Seven years after his first film, A Single Man, enjoyed modest acclaim for its stylish period setting and restrained thematic elements, as well as an Academy Award nomination for Colin Firth’s leading performance, Nocturnal Animals arrives with elevated expectations.

This time, Ford has adapted Tony and Susan, a novel by Austin Wright that was first published in 1993. The bones of the novel remain in place, though Ford has made notable changes to reflect his personal vision.

Susan Morrow owns a struggling art gallery and is unhappily married to philandering businessman Hutton (Armie Hammer). Susan enjoys all the trappings of material success but is clearly dissatisfied with her life. One day she is surprised to receive a manuscript from her first husband, Edward Sheffield (Jake Gyllenhaal). She has not heard from him in the 19 years since they divorced; now he has completed a novel that will be published soon and wants her to be the first “outsider” to read it.

As Susan begins reading, the novel is dramatized on screen. Set in Texas, it revolves around Tony Hastings (also played by Gyllenhaal) as he sets off on a road trip one night across West Texas (to Marfa) with his wife (Isla Fisher) and daughter (Ellie Bamber).
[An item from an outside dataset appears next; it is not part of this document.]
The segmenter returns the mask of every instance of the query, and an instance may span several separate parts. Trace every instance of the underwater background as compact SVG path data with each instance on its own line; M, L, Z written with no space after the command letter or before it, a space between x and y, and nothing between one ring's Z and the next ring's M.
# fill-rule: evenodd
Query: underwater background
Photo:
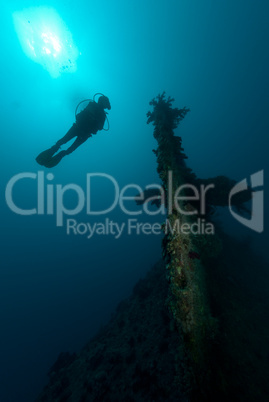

They have a fateful encounter with three stereotypically horrible automotive hooligans (Aaron Taylor-Johnson, Karl Glusman, Robert Aramayo), leaving Tony to deal with the tragic aftermath, in tandem with wily police investigator Bobby Andes (Michael Shannon). The dual storylines are eventually joined by a third, in which the present-day Susan is haunted by memories of her failed relationship with Edward.

The evident intention is for the three storylines to comment on and illuminate each other, though the connections are blatantly obvious and grow increasingly wearisome, and occasionally risible, because they’re so pointedly lacking any fresh insights. The contrast in visual styling is similarly obvious.

Susan’s moody, stylish life in the modern day is lit like a fashion magazine layout and deliberately paced. The potboiler theatrics of the novel are lit garishly and hopped up like a rabbit on speed. Susan’s recollections are filmed in a style indistinguishable from the present day, which is occasionally confusing, since Adams and Gyllenhaal can no longer pass for people in their early or mid-twenties.

Considering all three narratives together, what emerges is a heroic, if tragic, portrait of Edward/Tony and a punishing characterization of Susan, a sinner who is not granted forgiveness, either by herself or Edward/Tony or the universe. The underlying message is not terribly favorable for women, not for Susan, most obviously; not for Tony’s fictional wife and daughter, who are victimized viciously; and not even for women who are barely glimpsed, such as an art gallery assistant (Jena Malone) or Susan’s mother (Laura Linney), who is highly critical yet proves to be uncannily prophetic.

An unpleasant and turgid movie, Nocturnal Animals plods ever onward, eventually stopping, as opposed to reaching a conclusion. In this case, it’s very helpful for the end credits to begin rolling as a signal that one can leave the theater.

The film opens on Friday, November 18, at the Angelika Film Center in Dallas, Landmark Magnolia, and AMC Northpark 15.